Europe’s ideologically driven austerity policies are leading to economic and social divergence between member states that could produce chaos, not to mention complete citizen disenchantment with the European project. What Europe needs is stabilising its institutions and building on solidarity to deal with the new reality of slow growth. Such was the overriding conclusion of the extremely well attended conference organised by the European Trade Union Institute, on 11 December, with well-known American economist James Galbraith.

Mr Galbraith, after outlining the different explanations for the origins of the recent crisis, concluded that inequality and financial fraud are the main drivers of this latest economic depression. “Most explanations”, Galbraith commented, “start out from the view that this is a transient event from which recovery will proceed more or less on its own”. A lot of the “one-note” narratives of the crisis, he added, fundamentally omitted any reference to the role played by all the rising forms of inequality that result from the extreme financialisation of the global economy.

Galbraith believes that Europe’s current austerity policies will lead only to less growth, a further decline in tax revenues and weaker public institutions – which, he claims, is “a formula that will lead to destruction”. “We have been here before, and not so long ago”, the American professor pointed out, referring to the collapse of Yugoslavia, a country once hailed by economists as an example that well repaid close study. However, not only was Professor Galbraith highly critical of the neo-liberal remedies for dealing with the crisis; he took issue also with some of the progressive counter-proposals.

“Progressive economists too, have failed to understand what they were up against”, Galbraith stated. In the first years of the crisis, these economists took up the “banner of Keynesianism”, proposing stimulus programmes as a route to a quick recovery. “While this approach did not work, what it did do was to discredit alternative narratives.”

The current crisis is actually much more fundamental in nature, for the world of today is facing important obstacles to any form of return to growth. Galbraith, who believes that the “physical basis and the institutional basis of the previous growth economy are deeply impaired,” delivered the following essential message:

“The notion that we are going to have a rapid return to growth is a fantasy, no matter who is offering it. We need to condition ourselves to a slower growth rate and we need to make our societies work on the basis of that knowledge”.

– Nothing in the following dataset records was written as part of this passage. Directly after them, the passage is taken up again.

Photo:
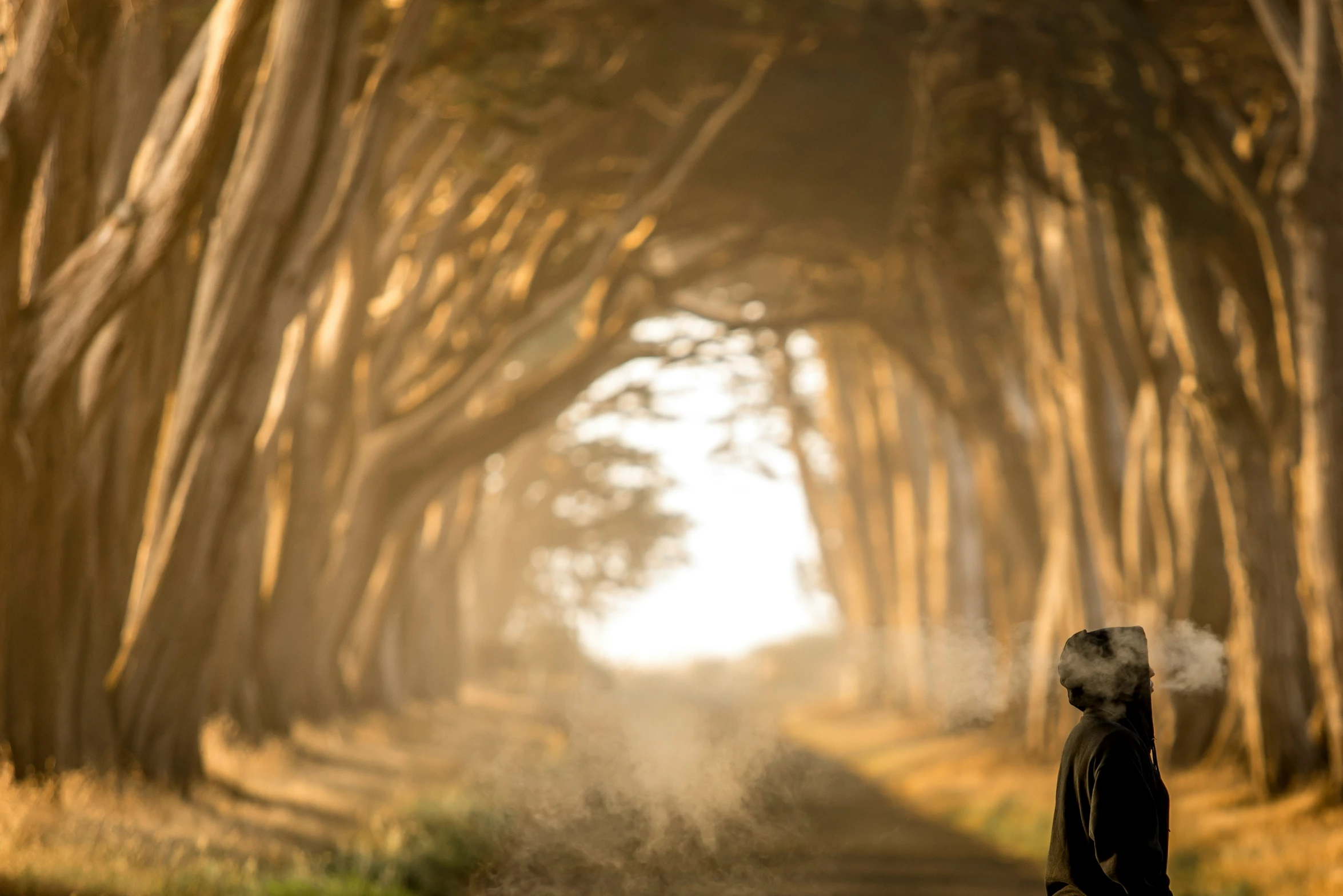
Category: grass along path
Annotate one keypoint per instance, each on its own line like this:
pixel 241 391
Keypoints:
pixel 1224 841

What has to be done to this end, Galbraith continued, is to stabilise institutions and to focus on solidarity as the key stabilising principle in times of slower growth. By way of conclusion, he ended the presentation by proposing two “good ideas”: a European employment insurance scheme and a European pension union.

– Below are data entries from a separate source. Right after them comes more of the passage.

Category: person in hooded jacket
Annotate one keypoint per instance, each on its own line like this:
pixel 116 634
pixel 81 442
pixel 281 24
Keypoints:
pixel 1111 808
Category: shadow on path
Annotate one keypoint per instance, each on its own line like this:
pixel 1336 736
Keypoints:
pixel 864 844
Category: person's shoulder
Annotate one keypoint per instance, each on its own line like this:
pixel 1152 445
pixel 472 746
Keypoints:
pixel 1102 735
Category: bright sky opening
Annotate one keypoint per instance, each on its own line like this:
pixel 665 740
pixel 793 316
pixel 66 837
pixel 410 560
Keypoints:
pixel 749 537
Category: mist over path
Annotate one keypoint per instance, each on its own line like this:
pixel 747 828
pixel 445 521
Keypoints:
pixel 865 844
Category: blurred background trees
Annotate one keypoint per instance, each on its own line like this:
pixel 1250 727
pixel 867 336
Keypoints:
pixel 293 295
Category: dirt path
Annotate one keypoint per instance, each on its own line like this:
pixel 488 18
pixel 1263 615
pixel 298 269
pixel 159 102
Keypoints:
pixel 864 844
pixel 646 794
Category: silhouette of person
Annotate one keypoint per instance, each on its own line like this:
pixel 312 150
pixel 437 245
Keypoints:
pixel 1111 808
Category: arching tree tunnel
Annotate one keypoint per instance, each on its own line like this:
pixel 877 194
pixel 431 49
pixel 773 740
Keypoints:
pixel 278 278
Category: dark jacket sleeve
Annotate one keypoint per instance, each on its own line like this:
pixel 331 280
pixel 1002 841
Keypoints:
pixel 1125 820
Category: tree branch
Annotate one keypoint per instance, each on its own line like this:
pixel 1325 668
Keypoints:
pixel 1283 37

Commenting on Professor Galbraith’s intervention, Jan Willem Goudriaan, Deputy General Secretary of the European Public Services Union, highlighted the disenchantment of trade union members and citizens with the European project, while also criticising the EU leaders’ proposals for a so-called “genuine economic and monetary union” which “does not even pay lip service” to the trade union request for a new “Social Pact”.

Alfonso Arpaia, of the EU’s Directorate General for Economic and Financial Affairs, on the other hand, defended the Commission’s approach, emphasizing that member states are faced with some tough choices.

Finally Pierre Defraigne – of the Brussels Madariaga think-tank – agreed with James Galbraith’s analysis of the origins of the crisis. “The past decades of growth have been illusory, based on unsustainable debt and a declining economic position”, said Defraigne. “After the Thirty Glorious Years of economic growth [after the Second World War – in French known as “les Trente Glorieuses”] we have had the Thirty Deceptive Years [les Trente Trompeuses],” Defraigne continued: “that is to say, years during which we thought we were growing but failed to realise that we were buying this growth with ever more inequality and increasing over-indebtedness.”